Republicans Vow to Push For Carcieri Fix

22ND JAN 2015 |WRITTENBY:TONYBATT

With their party now in charge of both  chambers of Congress, Republican lawmakers on Wednesday told tribal gaming leaders a legislative fix to a controversial 2009  Supreme Court decision may be achievable as early as this year.

While governor of Rhode  Island, Republican Donald Carcieri prevailed in a  February  2009  ruling by the U.S. Supreme Court which prevents the Interior Department from taking  land into trust  for tribes  that came  under  federal jurisdiction after 1934.

Tribes have been frustrated in their persistent efforts  to persuade Congress to reverse or fix the Supreme Court decision, which has spurred lawsuits to block the Interior Department’s acquisition of land for Indian casinos and other  purposes.

“In the case  of land in trust, I think we’ll get a fix and I think we’ll get a fix in the first year of this Congress, and I’m quite confident   the President will sign it,” Republican Darrell Issa of California told officials attending the winter  legislative summit  of the National Indian Gaming Association (NIGA).

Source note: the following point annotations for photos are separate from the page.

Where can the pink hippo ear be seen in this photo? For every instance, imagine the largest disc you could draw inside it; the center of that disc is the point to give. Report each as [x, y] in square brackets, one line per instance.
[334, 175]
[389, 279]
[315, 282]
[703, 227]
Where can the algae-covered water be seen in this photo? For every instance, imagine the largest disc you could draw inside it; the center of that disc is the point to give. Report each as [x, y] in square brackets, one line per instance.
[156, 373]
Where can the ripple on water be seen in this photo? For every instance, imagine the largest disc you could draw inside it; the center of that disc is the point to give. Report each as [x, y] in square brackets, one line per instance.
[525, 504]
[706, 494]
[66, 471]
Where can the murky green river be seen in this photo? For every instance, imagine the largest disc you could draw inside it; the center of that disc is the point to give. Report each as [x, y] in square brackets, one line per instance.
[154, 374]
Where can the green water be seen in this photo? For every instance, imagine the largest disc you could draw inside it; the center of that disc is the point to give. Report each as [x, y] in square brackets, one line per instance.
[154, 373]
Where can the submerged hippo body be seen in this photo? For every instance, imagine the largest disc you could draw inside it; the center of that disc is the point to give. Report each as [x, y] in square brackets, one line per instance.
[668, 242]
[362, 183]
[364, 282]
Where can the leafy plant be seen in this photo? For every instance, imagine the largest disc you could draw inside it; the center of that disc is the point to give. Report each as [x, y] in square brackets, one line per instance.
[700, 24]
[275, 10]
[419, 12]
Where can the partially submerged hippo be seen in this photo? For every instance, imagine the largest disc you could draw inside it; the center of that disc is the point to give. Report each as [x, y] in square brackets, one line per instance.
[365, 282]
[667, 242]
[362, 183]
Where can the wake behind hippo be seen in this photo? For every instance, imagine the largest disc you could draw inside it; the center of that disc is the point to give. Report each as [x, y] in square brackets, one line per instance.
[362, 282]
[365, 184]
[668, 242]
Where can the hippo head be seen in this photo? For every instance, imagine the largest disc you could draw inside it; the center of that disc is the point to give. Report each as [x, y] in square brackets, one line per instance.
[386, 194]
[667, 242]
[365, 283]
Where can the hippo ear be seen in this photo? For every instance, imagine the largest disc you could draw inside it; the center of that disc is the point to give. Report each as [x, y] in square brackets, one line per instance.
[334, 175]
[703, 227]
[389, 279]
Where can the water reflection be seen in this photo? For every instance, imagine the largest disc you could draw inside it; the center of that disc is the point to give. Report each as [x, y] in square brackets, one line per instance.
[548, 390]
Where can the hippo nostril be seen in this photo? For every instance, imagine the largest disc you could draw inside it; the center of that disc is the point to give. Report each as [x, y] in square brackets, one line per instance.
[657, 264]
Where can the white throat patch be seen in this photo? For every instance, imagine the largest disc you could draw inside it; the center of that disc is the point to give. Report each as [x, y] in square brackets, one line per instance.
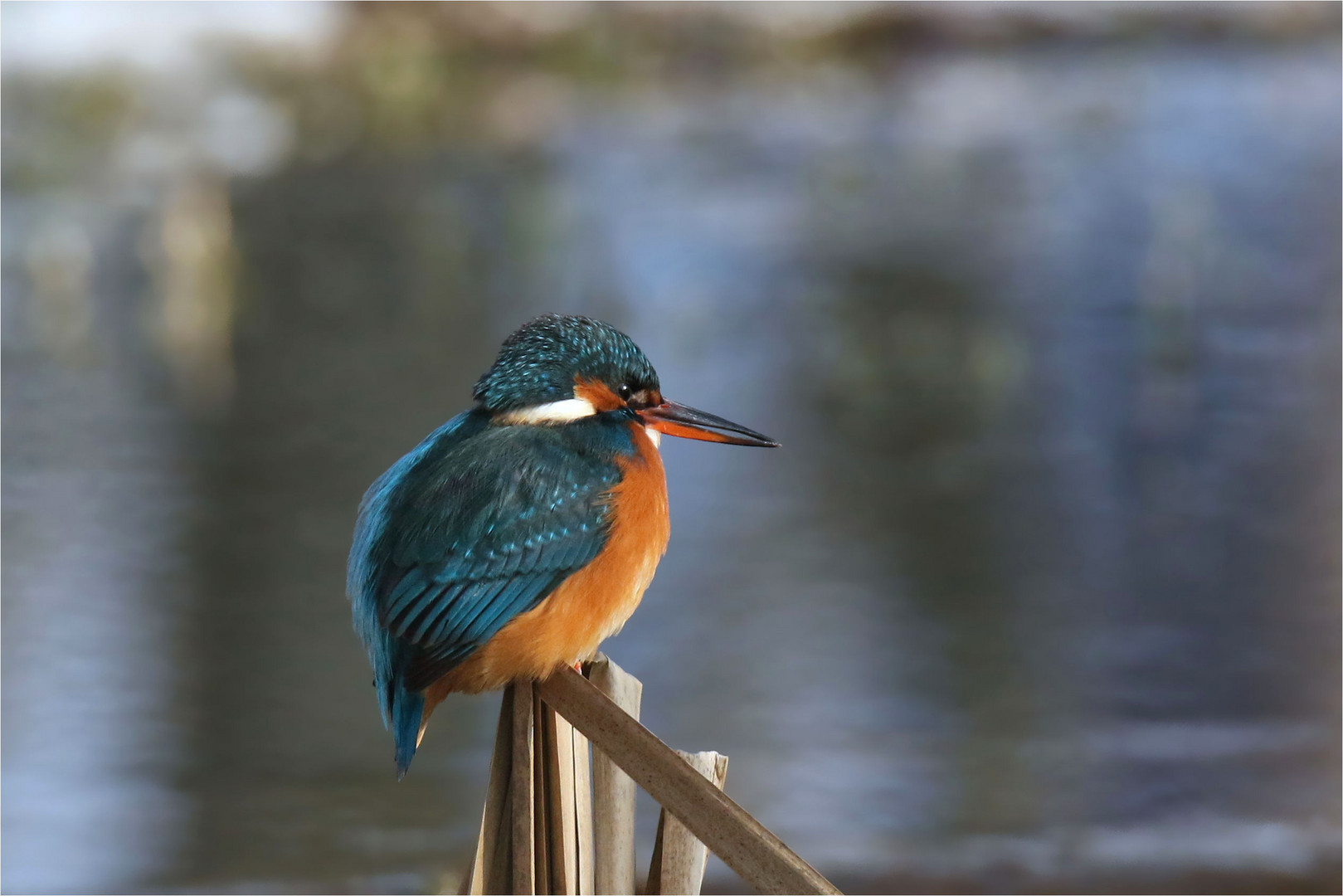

Tom Cole, a Republican from Oklahoma who has led efforts  in the House  of Representatives to overturn the Supreme Court decision, said the first priority is to move a Carcieri fix bill through the House  to the Senate.

“The best thing we can do is tee it up where  they [the Senate] have to deal with it, and that creates a certain amount of pressure,” Cole told GamblingCompliance after he spoke at the NIGA Summit.

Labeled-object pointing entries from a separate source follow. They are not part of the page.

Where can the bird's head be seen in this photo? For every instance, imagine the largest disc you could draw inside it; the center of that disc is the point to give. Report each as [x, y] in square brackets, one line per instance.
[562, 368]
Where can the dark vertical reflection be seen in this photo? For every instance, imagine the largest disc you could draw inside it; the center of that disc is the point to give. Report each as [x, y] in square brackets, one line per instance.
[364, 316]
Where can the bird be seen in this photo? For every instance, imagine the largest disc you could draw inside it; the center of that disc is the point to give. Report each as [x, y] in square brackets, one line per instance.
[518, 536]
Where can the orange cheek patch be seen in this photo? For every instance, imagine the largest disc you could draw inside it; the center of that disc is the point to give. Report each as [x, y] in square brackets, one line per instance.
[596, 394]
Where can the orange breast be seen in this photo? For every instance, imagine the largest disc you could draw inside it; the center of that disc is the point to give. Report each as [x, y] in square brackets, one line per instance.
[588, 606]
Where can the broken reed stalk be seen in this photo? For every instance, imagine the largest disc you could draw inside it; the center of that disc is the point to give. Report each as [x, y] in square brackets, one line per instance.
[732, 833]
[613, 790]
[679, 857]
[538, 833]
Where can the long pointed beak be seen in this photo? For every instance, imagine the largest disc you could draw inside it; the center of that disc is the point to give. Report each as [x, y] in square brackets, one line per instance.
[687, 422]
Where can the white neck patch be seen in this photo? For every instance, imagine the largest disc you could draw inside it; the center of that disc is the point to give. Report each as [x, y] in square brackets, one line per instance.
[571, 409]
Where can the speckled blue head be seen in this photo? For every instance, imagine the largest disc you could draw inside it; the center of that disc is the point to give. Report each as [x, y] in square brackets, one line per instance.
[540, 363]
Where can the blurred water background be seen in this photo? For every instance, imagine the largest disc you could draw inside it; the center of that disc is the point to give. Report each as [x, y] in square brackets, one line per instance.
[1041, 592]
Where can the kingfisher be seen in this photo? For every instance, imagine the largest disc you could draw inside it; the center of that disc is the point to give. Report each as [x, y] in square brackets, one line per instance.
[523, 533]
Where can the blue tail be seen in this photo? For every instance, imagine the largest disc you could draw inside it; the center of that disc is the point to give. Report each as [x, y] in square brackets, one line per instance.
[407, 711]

Cole, a member of the Chickasaw  Nation  and one of only two registered Native Americans in Congress, authored a Carcieri fix bill in
2010, which narrowly passed the House  by a vote of 212-206.
The bill died in the Senate primarily because of opposition from Democratic  Senator Dianne  Feinstein of California, who remains a staunch critic of off-reservation Indian gaming.

But with Democrats no longer in control of the Senate, the prospect of passing a Carcieri bill in the upper  chamber should  improve, according to Cole.

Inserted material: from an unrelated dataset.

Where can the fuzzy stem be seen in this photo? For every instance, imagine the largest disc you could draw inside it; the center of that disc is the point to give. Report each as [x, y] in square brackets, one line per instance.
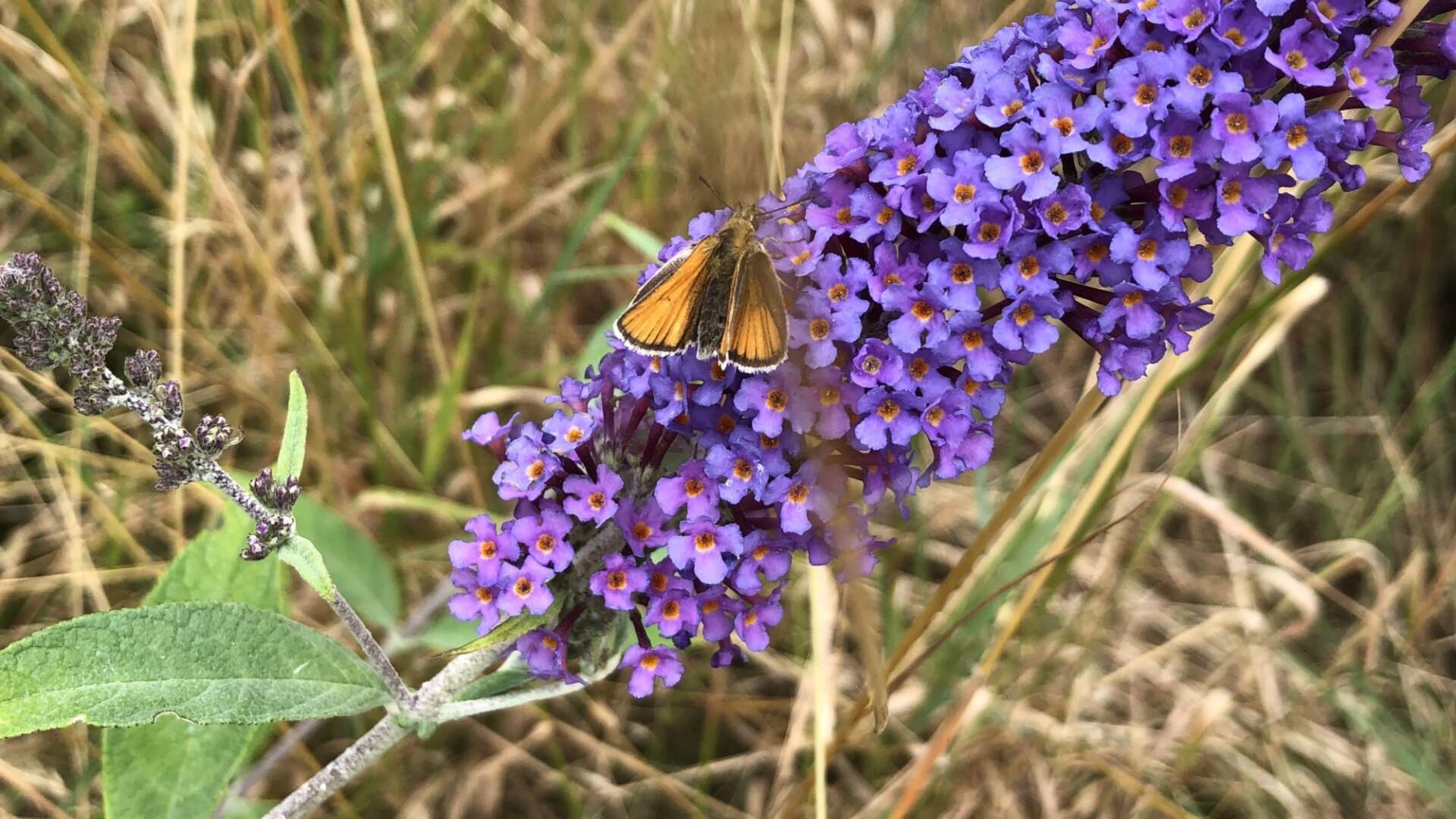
[373, 651]
[344, 767]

“I just don’t want  to get ahead of myself here or raise expectations, but I think … there  is strong bipartisan support [for a Carcieri fix],” Cole said.

“I never  had any doubt, if we got it up for a vote in [the House  Natural  Resources] committee … anytime in the last two years  that we would have been able  to pass  it,” Cole said.

The change this year in the House  is a new chairman of the committee with primary responsibility for Native American issues. Republican Rob Bishop of Utah succeeds fellow Republican Doc Hastings of Washington, who retired.

Although he has not committed to pass  a Carcieri fix bill, Bishop is “educating himself on the issue,” Cole said.
A Carcieri fix bill likely would be first considered by the House  Natural  Resources Subcommittee on Indian and Alaska Native Affairs. The chairman of that subcommittee, 81-year-old  Republican Don Young of Alaska, told tribal officials last March the House  would pass
a Carcieri fix bill before the end of 2014.
But Young never  even scheduled a hearing on the bill.

During the NIGA Summit on Wednesday, Republican Congressman Jeff Denham of California said Congress has taken too long to act on the Carcieri decision, and “we’ve got to get it fixed.”

“We can’t allow one house  or the other  to stop  the effort,” Denham said. “We need to push it through the House  and then  get the
Senate to just step  up and pass  it as well.”